Public servants can now apply for early retirement incentives

The budget bill has received royal assent, and with it, the opening of the much anticipated Early Retirement Incentive program.

Now that the federal budget bill has received royal assent, the Treasury Board has started implementing early retirement incentives it is offering to public servants.

The Treasury Board is set to open

a portal on its website

where public servants who qualify for the incentive can apply by July 24. The incentives were announced in Budget 2025 as part of the federal government’s attempts to trim the size of the public service.

The government is planning to cut the public service by

around 30,000 jobs over several years

and has said it wants to do so mostly

through voluntary departures

.

If an eligible public servant is granted the incentive, they will be able to retire early without any penalties on their pensions.

Last December, about

68,000 public servants received letters

notifying them that they were eligible for the incentives. There are two eligible groups of employees.
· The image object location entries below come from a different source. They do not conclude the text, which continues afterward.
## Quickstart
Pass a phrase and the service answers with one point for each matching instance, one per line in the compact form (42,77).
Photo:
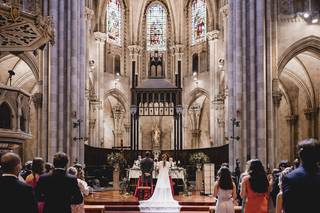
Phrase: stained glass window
(199,21)
(114,21)
(156,27)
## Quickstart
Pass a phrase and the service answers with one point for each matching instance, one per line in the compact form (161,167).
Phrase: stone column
(134,52)
(177,53)
(199,177)
(66,64)
(37,101)
(213,38)
(292,121)
(273,154)
(311,116)
(100,39)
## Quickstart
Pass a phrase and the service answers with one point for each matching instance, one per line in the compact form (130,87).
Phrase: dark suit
(301,191)
(16,197)
(58,191)
(146,166)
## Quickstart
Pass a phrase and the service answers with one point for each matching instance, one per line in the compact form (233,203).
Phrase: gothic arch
(101,14)
(29,59)
(196,93)
(142,19)
(211,12)
(310,43)
(118,95)
(12,113)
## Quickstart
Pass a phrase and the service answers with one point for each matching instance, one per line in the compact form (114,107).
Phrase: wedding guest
(301,187)
(58,189)
(26,170)
(83,188)
(244,174)
(48,167)
(32,179)
(15,196)
(275,175)
(255,188)
(279,200)
(225,189)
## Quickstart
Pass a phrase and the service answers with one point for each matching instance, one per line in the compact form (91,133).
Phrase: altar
(175,173)
(178,175)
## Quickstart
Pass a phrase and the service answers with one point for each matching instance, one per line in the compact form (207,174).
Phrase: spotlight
(221,63)
(194,73)
(92,64)
(315,20)
(306,15)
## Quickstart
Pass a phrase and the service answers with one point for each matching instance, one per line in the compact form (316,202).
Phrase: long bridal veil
(162,199)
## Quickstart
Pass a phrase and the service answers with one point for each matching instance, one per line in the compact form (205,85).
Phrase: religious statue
(156,136)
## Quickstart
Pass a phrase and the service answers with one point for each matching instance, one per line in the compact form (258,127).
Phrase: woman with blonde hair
(162,198)
(83,188)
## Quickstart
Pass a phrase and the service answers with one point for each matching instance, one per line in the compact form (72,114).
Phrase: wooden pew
(94,208)
(237,209)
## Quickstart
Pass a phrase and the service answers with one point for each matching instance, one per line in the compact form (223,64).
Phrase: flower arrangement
(199,158)
(114,157)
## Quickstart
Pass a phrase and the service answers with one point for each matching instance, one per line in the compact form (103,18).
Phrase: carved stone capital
(292,119)
(177,50)
(134,50)
(100,37)
(195,133)
(88,13)
(92,123)
(276,97)
(37,99)
(224,11)
(310,113)
(213,35)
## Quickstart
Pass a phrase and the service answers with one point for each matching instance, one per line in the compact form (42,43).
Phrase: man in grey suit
(146,166)
(301,187)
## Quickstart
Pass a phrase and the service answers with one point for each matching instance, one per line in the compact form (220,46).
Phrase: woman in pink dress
(255,188)
(32,179)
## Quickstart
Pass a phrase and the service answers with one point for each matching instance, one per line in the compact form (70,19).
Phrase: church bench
(94,208)
(237,209)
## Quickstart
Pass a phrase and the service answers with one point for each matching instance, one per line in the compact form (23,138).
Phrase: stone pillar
(90,67)
(100,39)
(213,38)
(199,177)
(292,123)
(134,52)
(37,101)
(195,138)
(273,154)
(311,116)
(177,53)
(66,70)
(116,177)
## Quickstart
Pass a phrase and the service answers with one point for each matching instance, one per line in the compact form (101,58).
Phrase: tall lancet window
(199,21)
(113,21)
(156,28)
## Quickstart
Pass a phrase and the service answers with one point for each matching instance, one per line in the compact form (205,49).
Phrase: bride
(162,199)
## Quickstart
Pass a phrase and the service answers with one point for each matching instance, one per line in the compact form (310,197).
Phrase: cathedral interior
(234,79)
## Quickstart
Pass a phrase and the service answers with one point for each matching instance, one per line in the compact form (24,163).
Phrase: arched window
(113,21)
(199,21)
(156,28)
(22,122)
(195,64)
(5,116)
(117,65)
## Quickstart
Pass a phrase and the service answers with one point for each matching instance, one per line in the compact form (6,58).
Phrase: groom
(146,166)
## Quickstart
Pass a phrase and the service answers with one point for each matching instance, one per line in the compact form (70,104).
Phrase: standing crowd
(40,187)
(46,188)
(291,189)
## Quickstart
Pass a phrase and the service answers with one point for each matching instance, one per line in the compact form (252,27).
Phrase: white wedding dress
(162,200)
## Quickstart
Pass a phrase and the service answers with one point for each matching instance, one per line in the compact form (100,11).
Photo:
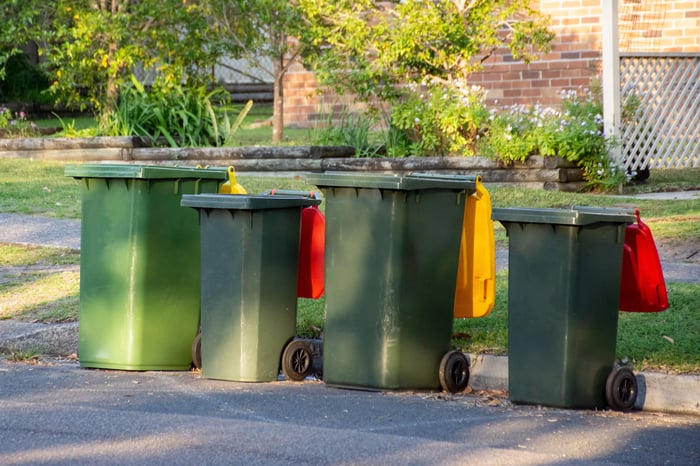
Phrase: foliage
(349,129)
(259,31)
(372,49)
(23,81)
(19,22)
(184,116)
(574,133)
(442,119)
(16,125)
(92,48)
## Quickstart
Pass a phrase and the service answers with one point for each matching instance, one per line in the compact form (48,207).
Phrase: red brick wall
(575,59)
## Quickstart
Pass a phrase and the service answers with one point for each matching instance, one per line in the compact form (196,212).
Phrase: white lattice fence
(663,131)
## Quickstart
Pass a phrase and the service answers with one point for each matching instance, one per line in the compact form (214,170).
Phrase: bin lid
(141,171)
(577,215)
(410,182)
(246,201)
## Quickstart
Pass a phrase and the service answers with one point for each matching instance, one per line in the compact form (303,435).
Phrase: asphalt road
(58,413)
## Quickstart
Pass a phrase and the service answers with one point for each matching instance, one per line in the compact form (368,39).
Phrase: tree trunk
(278,102)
The first group includes those who joined the public service on or before Dec. 31, 2012, are at least 50 years old and have at least two years of pensionable service and 10 years of employment within the public service.

The second group includes those who joined the public service on or after Jan. 1, 2013, are at least 55 years old and have at least two years of pensionable service and 10 years of employment within the public service.

At a parliamentary committee on March 26, the day the budget bill received royal assent, Treasury Board Secretary Bill Matthews told parliamentarians that the program did not mean “anyone who wants to go gets to go.”

“We do want to make sure we preserve our ability to provide services and advice to the government,” Matthews said.

It’s why the fate of eligible public servants who raise their hands “will be up to each department to decide the extent they’re accepted because we can’t have entire teams walking out the door,” Matthews added.

Matthews pointed to the program as a way to retain diversity in the younger workforce within the federal government. He also said the program would help “minimize the forced departures” as the government reduces its workforce “to be more in line with traditional levels.”

Shafqat Ali, president of the Treasury Board, echoed Matthews in a news release.

“As proposed in Budget 2025, workforce reductions will be managed to the greatest extent possible through attrition and voluntary departures,” Ali said. “The Early Retirement Incentive is proceeding with an emphasis on voluntary, structured options to retire early with clarity and predictability.”

It’s unclear how many public servants will be granted the retirement incentives and whether that will be enough to mitigate thousands of potential layoffs.